While technically possible (using some obscure Python features), what you're trying to achieve is neither easy, nor actually a good idea.

Note that the fact that you did from moduleX import *, doesn't make the variables defined in moduleX magically available in main (or where-ever you put the import statement). What it does, it creates new variables with the same names in your current module and make them point to the same objects as those in moduleX at the moment when the import is executed. Let's say there's A in some module named X and it was initialized to "foo". You did import * from X and now print(A) will show foo. If you now call a function from X and it changes A to bar, it won't affect what you have in main - that is still the object foo. Likewise, if you do a="baz" in main, functions from X that refer to A will still see X's copy of that variable.

If you need some data to be available to more than one module, it may be best to arrange for all that shared data to be stored in some common object and have an easily-accessible reference to that object in all the modules that need the shared data. Here are possible choices for this object, pick what suits your taste:

  • it can be a module that's just meant to keep common variables, let's say it is called data or common (have an empty file data.py).

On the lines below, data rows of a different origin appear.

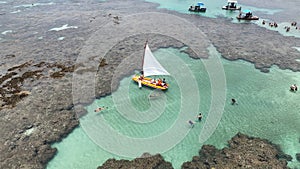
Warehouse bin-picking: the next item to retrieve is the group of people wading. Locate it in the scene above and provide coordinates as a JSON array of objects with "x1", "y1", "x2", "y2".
[{"x1": 290, "y1": 84, "x2": 298, "y2": 92}]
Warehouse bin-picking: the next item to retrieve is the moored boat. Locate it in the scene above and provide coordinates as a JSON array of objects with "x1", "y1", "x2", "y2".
[
  {"x1": 189, "y1": 2, "x2": 206, "y2": 12},
  {"x1": 236, "y1": 10, "x2": 259, "y2": 20},
  {"x1": 132, "y1": 42, "x2": 170, "y2": 90},
  {"x1": 222, "y1": 0, "x2": 242, "y2": 10}
]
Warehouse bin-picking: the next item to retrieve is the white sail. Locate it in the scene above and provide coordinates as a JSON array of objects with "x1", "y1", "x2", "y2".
[{"x1": 143, "y1": 44, "x2": 170, "y2": 77}]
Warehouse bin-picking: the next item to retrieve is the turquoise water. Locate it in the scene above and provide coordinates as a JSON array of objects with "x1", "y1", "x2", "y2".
[{"x1": 47, "y1": 47, "x2": 300, "y2": 169}]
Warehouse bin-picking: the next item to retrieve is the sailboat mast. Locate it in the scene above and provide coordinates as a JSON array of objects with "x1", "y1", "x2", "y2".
[{"x1": 142, "y1": 40, "x2": 148, "y2": 74}]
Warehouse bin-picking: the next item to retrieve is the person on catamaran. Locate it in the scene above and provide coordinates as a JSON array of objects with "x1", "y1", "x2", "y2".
[
  {"x1": 150, "y1": 78, "x2": 156, "y2": 84},
  {"x1": 156, "y1": 79, "x2": 162, "y2": 86},
  {"x1": 197, "y1": 113, "x2": 202, "y2": 121},
  {"x1": 290, "y1": 84, "x2": 298, "y2": 92},
  {"x1": 94, "y1": 106, "x2": 104, "y2": 112},
  {"x1": 188, "y1": 120, "x2": 195, "y2": 128},
  {"x1": 231, "y1": 99, "x2": 237, "y2": 105},
  {"x1": 139, "y1": 75, "x2": 144, "y2": 80}
]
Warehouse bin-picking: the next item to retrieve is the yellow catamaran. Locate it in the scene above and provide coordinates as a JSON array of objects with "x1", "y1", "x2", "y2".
[{"x1": 132, "y1": 42, "x2": 170, "y2": 90}]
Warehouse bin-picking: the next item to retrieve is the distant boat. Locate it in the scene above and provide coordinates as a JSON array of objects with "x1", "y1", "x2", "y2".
[
  {"x1": 189, "y1": 2, "x2": 206, "y2": 12},
  {"x1": 236, "y1": 9, "x2": 259, "y2": 20},
  {"x1": 222, "y1": 0, "x2": 242, "y2": 10},
  {"x1": 132, "y1": 42, "x2": 170, "y2": 90}
]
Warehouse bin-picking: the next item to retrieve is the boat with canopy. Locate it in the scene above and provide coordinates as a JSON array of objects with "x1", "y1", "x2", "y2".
[
  {"x1": 132, "y1": 42, "x2": 170, "y2": 90},
  {"x1": 189, "y1": 2, "x2": 206, "y2": 12},
  {"x1": 222, "y1": 0, "x2": 242, "y2": 10},
  {"x1": 236, "y1": 9, "x2": 259, "y2": 20}
]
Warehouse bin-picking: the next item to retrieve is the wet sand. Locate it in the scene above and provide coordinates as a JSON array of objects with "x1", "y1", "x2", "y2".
[{"x1": 0, "y1": 1, "x2": 300, "y2": 168}]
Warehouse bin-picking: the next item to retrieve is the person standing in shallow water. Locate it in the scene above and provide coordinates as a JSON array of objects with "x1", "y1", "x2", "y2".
[
  {"x1": 197, "y1": 113, "x2": 202, "y2": 121},
  {"x1": 231, "y1": 99, "x2": 237, "y2": 105}
]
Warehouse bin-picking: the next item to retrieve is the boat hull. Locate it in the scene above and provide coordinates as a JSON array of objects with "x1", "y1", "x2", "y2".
[
  {"x1": 236, "y1": 16, "x2": 259, "y2": 20},
  {"x1": 132, "y1": 76, "x2": 168, "y2": 90},
  {"x1": 189, "y1": 7, "x2": 206, "y2": 12},
  {"x1": 222, "y1": 6, "x2": 242, "y2": 11}
]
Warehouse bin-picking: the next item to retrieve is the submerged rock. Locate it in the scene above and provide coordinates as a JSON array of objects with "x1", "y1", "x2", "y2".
[
  {"x1": 182, "y1": 133, "x2": 291, "y2": 169},
  {"x1": 296, "y1": 153, "x2": 300, "y2": 161},
  {"x1": 98, "y1": 154, "x2": 173, "y2": 169}
]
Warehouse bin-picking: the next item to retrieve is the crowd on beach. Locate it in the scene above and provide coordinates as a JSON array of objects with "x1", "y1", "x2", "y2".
[{"x1": 262, "y1": 20, "x2": 300, "y2": 32}]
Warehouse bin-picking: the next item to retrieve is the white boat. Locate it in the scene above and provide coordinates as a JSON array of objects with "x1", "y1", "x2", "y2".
[
  {"x1": 132, "y1": 42, "x2": 170, "y2": 90},
  {"x1": 222, "y1": 0, "x2": 242, "y2": 10}
]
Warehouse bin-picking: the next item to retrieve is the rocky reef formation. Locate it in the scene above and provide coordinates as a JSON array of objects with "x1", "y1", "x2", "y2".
[
  {"x1": 182, "y1": 133, "x2": 292, "y2": 169},
  {"x1": 0, "y1": 0, "x2": 300, "y2": 169},
  {"x1": 98, "y1": 133, "x2": 292, "y2": 169},
  {"x1": 98, "y1": 154, "x2": 173, "y2": 169}
]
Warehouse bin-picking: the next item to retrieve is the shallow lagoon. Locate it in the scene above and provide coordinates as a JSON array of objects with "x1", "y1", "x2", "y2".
[{"x1": 47, "y1": 47, "x2": 300, "y2": 169}]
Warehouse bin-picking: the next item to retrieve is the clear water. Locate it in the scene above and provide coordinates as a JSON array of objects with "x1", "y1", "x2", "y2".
[{"x1": 47, "y1": 47, "x2": 300, "y2": 169}]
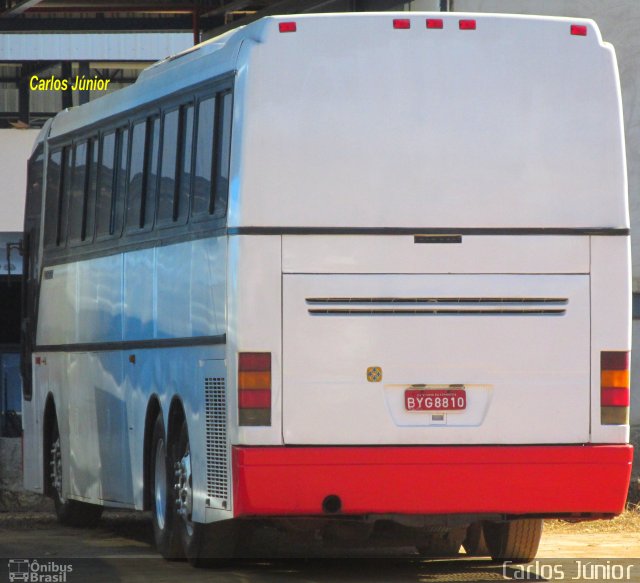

Import it everywhere you need to and set variables as data.A = "something" or use them as needed, e.g. print (data.A).

  • it can be an instance of a class that you define yourself, e.g.:

 

class data_class(object):
    # set initial values
    var1 = 10
    A = "foo"

Now, create an instance of it with data = data_class() and pass it to every module that needs it. E.g., define it in one module and import it from everywhere else.

  • you can also use a Python dictionary (and, like with the class instance, have a reference to it in all modules). You will then refer to your common data items as data["A"], etc.